I have not had a chance to look at one of the new Shark HD5 units yet but I will let you know when I do get to see one of the new units.

https://www.nextwaveautomation.com/shop/CNC-SHARK-HD5-®-p141898019


----------



## 4DThinker (Feb 16, 2014)

Looks like they might have a gantry/Z axis worth investing in now. The linear rail greatly reduces the overhang of the spindle. New spindle clamp shouldn't fail over time like their plastic design inevitably does. There is so much play in the Z axis of their old design that we've basically abandoned ours. I'd love to be able to buy an HD5 gantry upgrade for our machine which might make it worth using again. Plastic was never a good idea in this application. 

4D


----------



## 4DThinker (Feb 16, 2014)

I sent a support note to NextWave about the HD5. This is their reply:

"Good Morning, 

The HD5 has HDPE encased between two pieces of steel, the undercarriage that supports the Gantry is precision bent and laser cut steel, and the router cradle and mount is now aluminum. 

The legs on an HD2 are at a different angle than HD3 & HD4 so retrofitting the entire gantry would not be possible. 

If your HD2 backplate is HDPE then there is an upgrade to stiffen the gantry you may want to look at. 

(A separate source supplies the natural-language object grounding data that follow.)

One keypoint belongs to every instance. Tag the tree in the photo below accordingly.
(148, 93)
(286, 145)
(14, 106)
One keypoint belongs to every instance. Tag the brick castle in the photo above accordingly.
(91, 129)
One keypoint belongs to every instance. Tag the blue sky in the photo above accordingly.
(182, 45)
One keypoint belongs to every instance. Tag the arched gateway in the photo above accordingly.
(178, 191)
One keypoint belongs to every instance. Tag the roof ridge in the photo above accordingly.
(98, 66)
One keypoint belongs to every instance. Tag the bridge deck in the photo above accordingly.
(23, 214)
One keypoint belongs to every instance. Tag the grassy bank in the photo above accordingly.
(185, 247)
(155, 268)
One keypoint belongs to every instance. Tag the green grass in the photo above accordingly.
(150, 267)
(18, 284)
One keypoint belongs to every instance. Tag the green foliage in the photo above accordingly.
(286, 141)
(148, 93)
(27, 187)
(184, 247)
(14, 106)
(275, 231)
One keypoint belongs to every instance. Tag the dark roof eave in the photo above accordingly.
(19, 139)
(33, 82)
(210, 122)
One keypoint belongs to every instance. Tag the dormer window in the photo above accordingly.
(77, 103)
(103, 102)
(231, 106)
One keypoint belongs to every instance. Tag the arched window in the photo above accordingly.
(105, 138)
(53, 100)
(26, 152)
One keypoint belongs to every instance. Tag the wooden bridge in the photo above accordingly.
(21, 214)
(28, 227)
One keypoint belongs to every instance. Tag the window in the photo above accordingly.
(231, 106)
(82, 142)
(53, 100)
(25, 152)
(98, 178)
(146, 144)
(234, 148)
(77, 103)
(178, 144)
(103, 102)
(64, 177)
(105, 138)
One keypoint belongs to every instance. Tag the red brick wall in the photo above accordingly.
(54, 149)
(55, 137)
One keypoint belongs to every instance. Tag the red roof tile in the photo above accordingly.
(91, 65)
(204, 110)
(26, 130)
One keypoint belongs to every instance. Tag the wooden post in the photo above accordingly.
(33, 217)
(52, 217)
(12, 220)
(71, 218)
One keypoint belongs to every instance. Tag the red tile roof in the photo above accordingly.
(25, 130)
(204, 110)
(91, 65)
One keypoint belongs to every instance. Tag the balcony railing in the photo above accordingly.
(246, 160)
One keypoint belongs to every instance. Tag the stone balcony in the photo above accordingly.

https://www.nextwaveautomation.com/shop/GANTRY-UPGRADE-KIT-p114869862

We are also making an adapter for the aluminum router mount, I have a message into engineering to see if it is compatible with HD2." 

Later they relied with "Router mount is not compatible, completely different cradle design. "

4D


----------



## MEBCWD (Jan 14, 2012)

4DThinker said:


> I sent a support note to NextWave about the HD5. This is their reply:
> 
> "If your HD2 backplate is HDPE then there is an upgrade to stiffen the gantry you may want to look at.
> 
> ...


This Ganty Plate also works on the HD1


----------



## 4DThinker (Feb 16, 2014)

We long ago added that gantry plate to our old Shark. The plastic one had bowed forward under the cantilevering weight of the router mount on the linear rail that screwed through it. Our Shark still suffers with play wherever there is plastic used.


----------



## MEBCWD (Jan 14, 2012)

I did some major upgrades to my old HD1 and it still has a lot of looseness due to all the plastic. 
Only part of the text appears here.